February 25th, 2018 by
The need for technologies that manage and secure digital devices grows as the Internet of Things becomes more prevalent. One thing that facilitates device security and management is having a reliable operating system. However, IoT is not just about devices; it also focuses on a service ecosystem that offers maximum value and functionality to its users. To ensure this, Windows 10 IoT Core adds a myriad of security features to operating systems as discussed below.
ASLR, DEP and Control Flow Guard
Unlike most IoT devices, Windows 10 IoT Core implements modern exploit mitigations. All default executables are compiled with DEP and are ASLR enabled. The IoT Core supports 32-bit boards, so its ASLR implementation is bound to have a lower entropy in comparison to a 64-bit implementation. All installed binaries contain control flow guard that are controlled on apps by developers by executing the /guard: cf switch building configuration setting.

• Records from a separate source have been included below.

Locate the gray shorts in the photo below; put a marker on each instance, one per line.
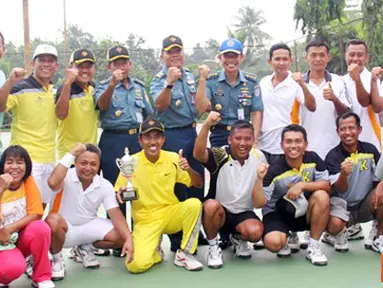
(360, 213)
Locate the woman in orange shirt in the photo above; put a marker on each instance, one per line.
(22, 232)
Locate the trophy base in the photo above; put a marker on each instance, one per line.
(129, 196)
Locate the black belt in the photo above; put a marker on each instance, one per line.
(192, 125)
(221, 127)
(122, 131)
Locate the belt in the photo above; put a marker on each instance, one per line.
(192, 125)
(122, 131)
(221, 127)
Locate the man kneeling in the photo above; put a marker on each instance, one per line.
(298, 187)
(157, 210)
(79, 193)
(236, 188)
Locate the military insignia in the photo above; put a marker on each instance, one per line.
(230, 43)
(257, 91)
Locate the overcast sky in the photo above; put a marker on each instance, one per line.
(196, 21)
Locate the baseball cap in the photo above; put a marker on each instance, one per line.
(151, 124)
(172, 41)
(292, 208)
(231, 45)
(82, 55)
(117, 52)
(45, 49)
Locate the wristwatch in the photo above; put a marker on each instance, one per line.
(168, 85)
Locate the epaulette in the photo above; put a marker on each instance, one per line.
(138, 81)
(160, 74)
(250, 77)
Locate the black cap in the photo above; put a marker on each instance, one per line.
(82, 55)
(170, 42)
(151, 124)
(117, 52)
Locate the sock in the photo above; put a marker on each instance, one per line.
(312, 241)
(213, 242)
(57, 257)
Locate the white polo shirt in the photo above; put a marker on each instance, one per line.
(78, 206)
(369, 120)
(281, 105)
(320, 124)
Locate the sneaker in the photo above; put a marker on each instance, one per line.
(315, 255)
(85, 252)
(241, 248)
(293, 242)
(377, 244)
(259, 245)
(29, 270)
(58, 269)
(341, 242)
(102, 252)
(355, 232)
(44, 284)
(305, 240)
(284, 252)
(187, 260)
(214, 257)
(371, 235)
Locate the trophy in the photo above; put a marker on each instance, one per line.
(127, 165)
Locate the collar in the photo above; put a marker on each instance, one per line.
(222, 76)
(327, 76)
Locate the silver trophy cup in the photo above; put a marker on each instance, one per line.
(127, 166)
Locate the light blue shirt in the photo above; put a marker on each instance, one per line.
(227, 99)
(127, 107)
(181, 111)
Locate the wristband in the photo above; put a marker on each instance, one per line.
(67, 160)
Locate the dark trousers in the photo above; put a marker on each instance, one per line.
(113, 146)
(176, 139)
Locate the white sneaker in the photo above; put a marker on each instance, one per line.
(44, 284)
(241, 248)
(305, 240)
(259, 245)
(85, 253)
(58, 269)
(293, 242)
(284, 252)
(372, 235)
(355, 232)
(214, 257)
(29, 270)
(377, 244)
(315, 255)
(187, 260)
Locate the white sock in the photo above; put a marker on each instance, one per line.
(57, 257)
(213, 242)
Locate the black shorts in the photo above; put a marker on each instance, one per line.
(275, 222)
(232, 220)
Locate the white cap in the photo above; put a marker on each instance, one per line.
(300, 204)
(43, 49)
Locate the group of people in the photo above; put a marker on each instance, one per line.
(304, 148)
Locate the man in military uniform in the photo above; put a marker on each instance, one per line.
(235, 94)
(124, 105)
(173, 91)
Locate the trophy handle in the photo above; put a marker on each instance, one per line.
(118, 163)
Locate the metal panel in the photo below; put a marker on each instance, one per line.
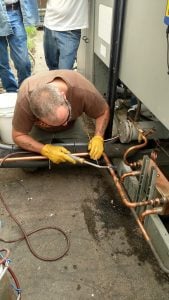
(103, 24)
(144, 55)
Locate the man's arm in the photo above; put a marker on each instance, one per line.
(26, 142)
(56, 154)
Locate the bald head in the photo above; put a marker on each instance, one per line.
(45, 100)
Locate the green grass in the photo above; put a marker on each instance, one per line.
(31, 34)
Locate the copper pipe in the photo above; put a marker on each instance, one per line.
(34, 157)
(147, 212)
(133, 148)
(122, 192)
(4, 258)
(133, 173)
(125, 197)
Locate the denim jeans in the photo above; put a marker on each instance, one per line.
(60, 48)
(17, 44)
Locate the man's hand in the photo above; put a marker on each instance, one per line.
(96, 147)
(57, 154)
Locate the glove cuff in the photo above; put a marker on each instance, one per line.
(99, 137)
(45, 150)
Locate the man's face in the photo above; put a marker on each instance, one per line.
(60, 117)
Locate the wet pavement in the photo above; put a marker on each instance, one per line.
(108, 257)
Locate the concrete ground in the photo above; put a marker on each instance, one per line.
(108, 257)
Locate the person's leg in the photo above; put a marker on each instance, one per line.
(68, 43)
(7, 77)
(51, 49)
(18, 46)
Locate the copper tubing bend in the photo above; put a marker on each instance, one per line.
(148, 212)
(133, 173)
(124, 196)
(133, 148)
(122, 192)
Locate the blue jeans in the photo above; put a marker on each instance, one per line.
(17, 43)
(60, 48)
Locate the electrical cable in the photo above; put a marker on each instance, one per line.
(26, 235)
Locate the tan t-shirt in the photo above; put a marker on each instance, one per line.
(81, 94)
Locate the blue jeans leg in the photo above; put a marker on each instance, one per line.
(18, 51)
(8, 80)
(60, 48)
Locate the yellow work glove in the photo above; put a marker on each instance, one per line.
(57, 154)
(96, 147)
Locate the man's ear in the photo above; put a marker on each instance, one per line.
(63, 94)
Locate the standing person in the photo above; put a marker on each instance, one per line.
(51, 103)
(63, 22)
(14, 15)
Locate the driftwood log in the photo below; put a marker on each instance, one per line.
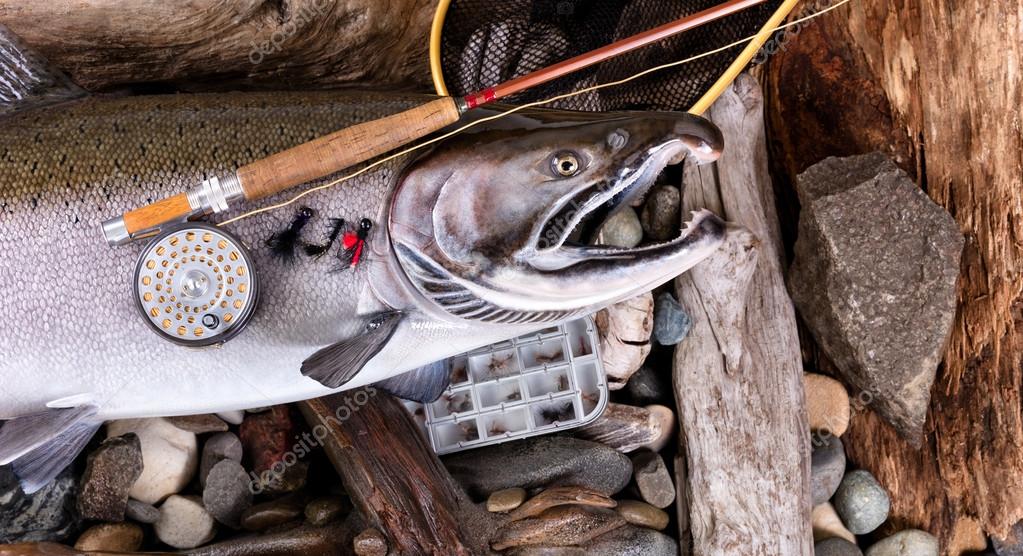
(744, 461)
(936, 85)
(393, 476)
(226, 44)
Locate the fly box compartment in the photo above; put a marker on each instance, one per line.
(546, 381)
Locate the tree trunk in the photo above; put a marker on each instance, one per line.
(937, 85)
(744, 485)
(224, 44)
(393, 476)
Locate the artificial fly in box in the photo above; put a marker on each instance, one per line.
(352, 245)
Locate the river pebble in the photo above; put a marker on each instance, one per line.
(184, 522)
(227, 493)
(170, 457)
(671, 323)
(110, 538)
(827, 467)
(861, 502)
(109, 474)
(905, 543)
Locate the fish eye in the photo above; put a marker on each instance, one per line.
(566, 164)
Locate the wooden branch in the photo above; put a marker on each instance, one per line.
(393, 476)
(890, 76)
(221, 44)
(744, 484)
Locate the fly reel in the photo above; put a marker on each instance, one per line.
(195, 285)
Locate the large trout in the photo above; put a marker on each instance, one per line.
(471, 245)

TPM (Trusted Platform Module)
Trusted platform module is a secure crypto-processor that enables creation and storage of cryptographic keys. It is an important security element because some security features like BitLocker and Secure Boot can only work effectively in Windows IoT Core if TPM is installed. There are three TPM types: Firmware TPM, Discrete TPM, and Software TPM. Firmware TPM can be enabled in Minnowboard max and Dragonboard 410c,but is not available for implementation on Raspberry Pis. Discrete TPM can be used on IoT devices that do not use Firmware TPM. Discrete TPM is attached to the developers’ preferred board. Software TPM offers a software interface for apps but does not guarantee security. However, it allows app development on devices without TPM and later, the deployment of such applications on TPM devices without changing your code.

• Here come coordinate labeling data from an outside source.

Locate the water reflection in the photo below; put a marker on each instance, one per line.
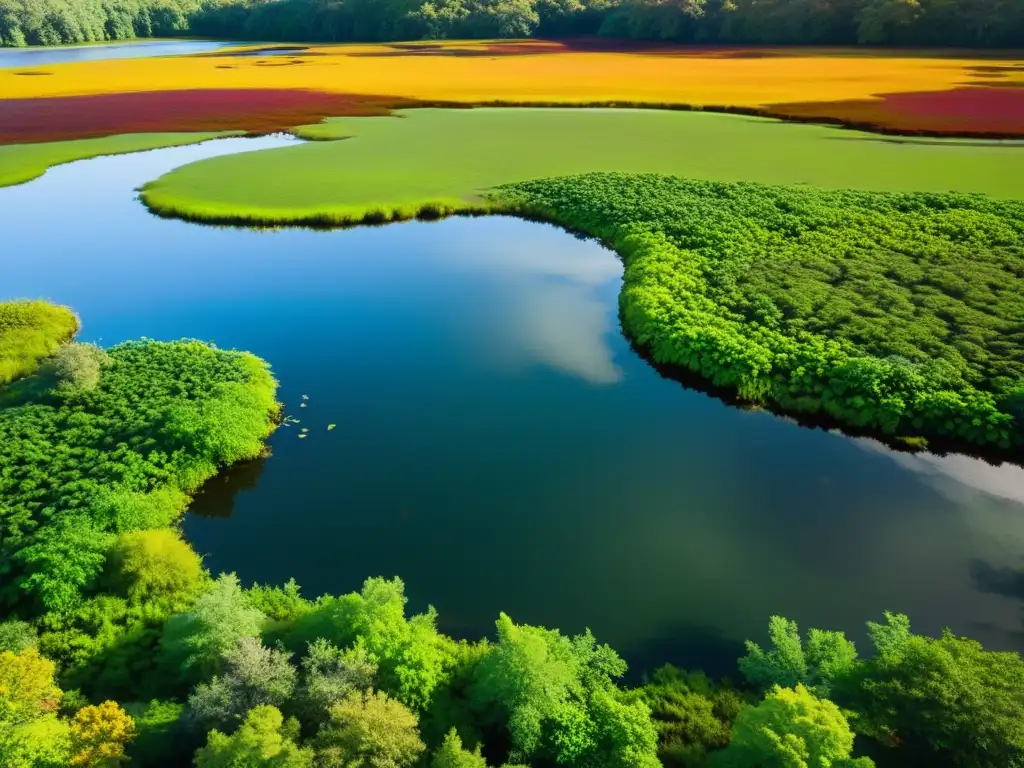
(955, 475)
(24, 57)
(498, 443)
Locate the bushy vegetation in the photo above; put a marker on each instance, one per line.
(432, 162)
(31, 331)
(529, 696)
(99, 444)
(964, 23)
(896, 313)
(23, 163)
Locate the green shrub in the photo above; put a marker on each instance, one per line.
(895, 313)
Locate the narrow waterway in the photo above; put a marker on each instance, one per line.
(499, 445)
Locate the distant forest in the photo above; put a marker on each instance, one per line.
(898, 23)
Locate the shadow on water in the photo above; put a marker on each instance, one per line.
(216, 498)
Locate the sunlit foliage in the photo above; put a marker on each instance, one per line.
(897, 313)
(31, 331)
(98, 736)
(263, 740)
(79, 465)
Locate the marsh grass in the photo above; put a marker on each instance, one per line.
(30, 332)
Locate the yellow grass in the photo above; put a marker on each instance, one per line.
(555, 74)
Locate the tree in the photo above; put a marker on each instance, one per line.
(330, 675)
(558, 699)
(196, 642)
(452, 755)
(946, 701)
(17, 636)
(31, 733)
(263, 740)
(156, 569)
(827, 655)
(98, 735)
(692, 715)
(76, 367)
(253, 675)
(791, 728)
(369, 730)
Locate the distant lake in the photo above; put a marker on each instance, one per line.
(18, 57)
(498, 443)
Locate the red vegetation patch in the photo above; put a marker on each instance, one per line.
(25, 120)
(970, 111)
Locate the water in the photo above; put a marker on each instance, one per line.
(498, 443)
(22, 57)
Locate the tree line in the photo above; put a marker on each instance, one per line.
(172, 668)
(899, 23)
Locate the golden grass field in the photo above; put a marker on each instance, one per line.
(980, 93)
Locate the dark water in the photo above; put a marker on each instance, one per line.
(499, 445)
(18, 57)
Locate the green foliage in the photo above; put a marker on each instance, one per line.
(196, 642)
(826, 655)
(252, 676)
(409, 653)
(159, 734)
(557, 699)
(945, 701)
(30, 332)
(31, 734)
(16, 636)
(330, 675)
(76, 368)
(76, 469)
(936, 23)
(156, 570)
(261, 741)
(452, 755)
(371, 730)
(791, 728)
(895, 313)
(692, 715)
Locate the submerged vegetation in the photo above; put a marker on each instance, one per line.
(431, 162)
(31, 331)
(897, 313)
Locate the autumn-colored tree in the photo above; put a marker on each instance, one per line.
(99, 734)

This security feature protects a device from being tampered with when booting by preventing the system from running binaries not digitally signed by the particular authority. It protects systems from bootkits and rootkits among other low-level malware. On Windows 10 IoT Core, TPM must be present for a successful, secure boot installation.
BitLocker facilitates the automatic encryption of the system and user files on the OS drive. It also requires TPM to be installed. IoT Core works with a lightweight version of BitLocker.
A major IoT Core security problem is the device firmware update issue. Vendors fail to implement automatic functionality updates, so they are done manually, which involves several steps that are considered daunting. These include downloading firmware updates from the vendor’s site, connecting your devices’ interface for web management, uploading the latest firmware updates and restarting your device, among other steps like pressing different button combinations. To some, these procedures are not worth the struggle. Happily, however, all devices running under Windows 10 IoT Core do not require manual updates because updates occur automatically.
Understanding how new and emerging technologies work as a new operating system is not only exciting but ensures that all security gaps are sealed. Implementing Windows 10 IoT Core security features like those listed above guarantees maximum system functionality.